China’s benchmark lending rates have remained unchanged on Thursday, according to the People’s Bank of China. This decision was expected, as the central bank had previously held its key policy rate earlier this month. Despite this, economists believe that Beijing will need to provide additional support to bolster the country’s struggling economy.
Loan Prime Rates Hold Steady
The one-year loan prime rate (LPR) has been kept at 3.55%, while the five-year LPR remains unchanged at 4.2%. These rates are calculated on a monthly basis, taking into account the interest rates charged by 18 designated commercial banks to their top clients.
Anticipated Move Following Key Policy Rate Hold
The decision to maintain the rates was widely anticipated after the central bank chose not to make any changes to its key policy rate, which determines the interest rates for medium-term lending facilities. This move was announced earlier this week.
Previous Rate Adjustments Aimed at Stimulating Growth
Future Support Measures and Monetary Divergence
A senior official from the central bank recently stated that tools such as the reserve requirement ratio and medium-term lending facilities would be utilized to support the world’s second-largest economy. However, economists caution that further rate cuts may put additional pressure on the Chinese yuan due to the differing monetary policies between China and the United States. As a result, they urge Beijing to focus on delivering more fiscal support in order to address economic challenges effectively.
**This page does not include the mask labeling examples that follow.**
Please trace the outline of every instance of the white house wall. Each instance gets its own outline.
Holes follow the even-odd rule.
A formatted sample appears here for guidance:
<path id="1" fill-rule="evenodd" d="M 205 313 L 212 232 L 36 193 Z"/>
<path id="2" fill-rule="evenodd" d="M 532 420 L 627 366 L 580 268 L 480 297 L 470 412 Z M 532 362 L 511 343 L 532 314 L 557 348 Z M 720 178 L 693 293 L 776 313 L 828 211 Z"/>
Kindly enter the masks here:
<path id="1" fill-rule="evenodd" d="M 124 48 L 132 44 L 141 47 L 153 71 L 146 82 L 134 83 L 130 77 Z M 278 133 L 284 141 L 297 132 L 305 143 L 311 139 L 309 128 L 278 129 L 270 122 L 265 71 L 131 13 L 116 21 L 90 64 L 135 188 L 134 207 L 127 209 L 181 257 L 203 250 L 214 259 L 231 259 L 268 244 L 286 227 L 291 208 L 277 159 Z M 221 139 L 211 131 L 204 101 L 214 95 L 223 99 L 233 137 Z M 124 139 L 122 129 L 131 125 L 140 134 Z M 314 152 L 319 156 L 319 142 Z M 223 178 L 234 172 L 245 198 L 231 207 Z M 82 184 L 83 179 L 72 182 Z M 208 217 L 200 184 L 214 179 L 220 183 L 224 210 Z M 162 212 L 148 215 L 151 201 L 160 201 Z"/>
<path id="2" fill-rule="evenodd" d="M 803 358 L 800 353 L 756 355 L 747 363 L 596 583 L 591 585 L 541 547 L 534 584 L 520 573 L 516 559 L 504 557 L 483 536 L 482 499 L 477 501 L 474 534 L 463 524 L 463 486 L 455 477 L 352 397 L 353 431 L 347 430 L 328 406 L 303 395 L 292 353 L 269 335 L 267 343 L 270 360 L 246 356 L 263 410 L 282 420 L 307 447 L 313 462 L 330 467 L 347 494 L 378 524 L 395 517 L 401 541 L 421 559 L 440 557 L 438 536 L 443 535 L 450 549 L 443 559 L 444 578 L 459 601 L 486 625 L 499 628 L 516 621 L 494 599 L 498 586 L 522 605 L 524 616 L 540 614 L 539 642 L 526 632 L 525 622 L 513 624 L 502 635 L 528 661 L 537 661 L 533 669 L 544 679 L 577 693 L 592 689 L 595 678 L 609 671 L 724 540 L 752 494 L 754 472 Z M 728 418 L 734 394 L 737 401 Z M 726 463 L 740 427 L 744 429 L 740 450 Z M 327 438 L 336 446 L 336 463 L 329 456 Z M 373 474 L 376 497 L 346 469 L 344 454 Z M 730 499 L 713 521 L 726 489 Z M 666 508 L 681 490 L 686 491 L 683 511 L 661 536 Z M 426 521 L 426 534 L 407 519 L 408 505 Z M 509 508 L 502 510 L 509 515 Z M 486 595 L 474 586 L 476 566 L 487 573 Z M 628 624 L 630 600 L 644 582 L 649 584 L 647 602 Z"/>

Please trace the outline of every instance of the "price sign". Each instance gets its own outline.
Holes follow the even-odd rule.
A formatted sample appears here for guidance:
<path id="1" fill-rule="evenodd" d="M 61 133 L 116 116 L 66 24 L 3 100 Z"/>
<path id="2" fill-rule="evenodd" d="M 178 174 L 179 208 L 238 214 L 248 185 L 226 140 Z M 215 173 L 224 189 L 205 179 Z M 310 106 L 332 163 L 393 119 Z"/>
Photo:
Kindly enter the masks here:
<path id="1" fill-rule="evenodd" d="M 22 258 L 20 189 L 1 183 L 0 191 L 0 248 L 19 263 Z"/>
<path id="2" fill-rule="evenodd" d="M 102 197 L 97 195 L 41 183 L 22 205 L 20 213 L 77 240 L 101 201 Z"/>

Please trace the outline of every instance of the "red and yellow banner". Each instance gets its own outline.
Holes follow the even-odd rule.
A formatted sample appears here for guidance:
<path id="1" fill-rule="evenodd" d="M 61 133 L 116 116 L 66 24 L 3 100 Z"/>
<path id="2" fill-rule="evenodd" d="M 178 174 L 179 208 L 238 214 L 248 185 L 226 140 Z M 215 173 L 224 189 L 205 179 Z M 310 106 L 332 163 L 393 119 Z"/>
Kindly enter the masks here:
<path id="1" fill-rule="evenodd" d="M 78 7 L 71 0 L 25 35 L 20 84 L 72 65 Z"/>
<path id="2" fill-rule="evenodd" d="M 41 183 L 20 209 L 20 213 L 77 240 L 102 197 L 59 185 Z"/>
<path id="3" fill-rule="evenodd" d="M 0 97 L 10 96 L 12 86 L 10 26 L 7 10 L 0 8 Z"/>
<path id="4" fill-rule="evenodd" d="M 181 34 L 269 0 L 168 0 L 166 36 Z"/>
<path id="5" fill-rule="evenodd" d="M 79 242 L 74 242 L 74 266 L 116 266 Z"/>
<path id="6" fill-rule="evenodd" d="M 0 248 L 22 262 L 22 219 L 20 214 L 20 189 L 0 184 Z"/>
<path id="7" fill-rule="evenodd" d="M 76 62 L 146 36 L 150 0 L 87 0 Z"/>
Chinese Central Bank Relaxes Rules on Overseas Borrowing
In a recent development, the People’s Bank of China (PBOC) has decided to loosen its regulations, allowing companies to borrow more from overseas. The PBOC has raised its macro-prudential parameter for both companies and financial institutions’ cross-border funding from 1.25 to 1.5, effective immediately. This policy change is expected to have positive implications by attracting more foreign capital, which could potentially help to strengthen the weakening yuan.
China’s economy faced major setbacks in the second quarter. The recent release of official data revealed that it barely experienced any growth compared to the first quarter. Furthermore, youth unemployment reached a record high in June. Economists believe that Beijing currently grapples with several challenges including weak domestic consumption, dampened business confidence, plummeting exports, and an extended property market downturn.
Despite these difficulties, the market has been disappointed with Beijing’s response so far. The government has refrained from implementing any significant measures of stimulus, highlighting its limited options given the mounting government debts. However, China’s Politburo, which is the country’s top decision-making body, is scheduled to hold a meeting on economic affairs later this month. It is widely anticipated that during this meeting, the government will announce additional stimulus measures in an effort to revitalize economic growth.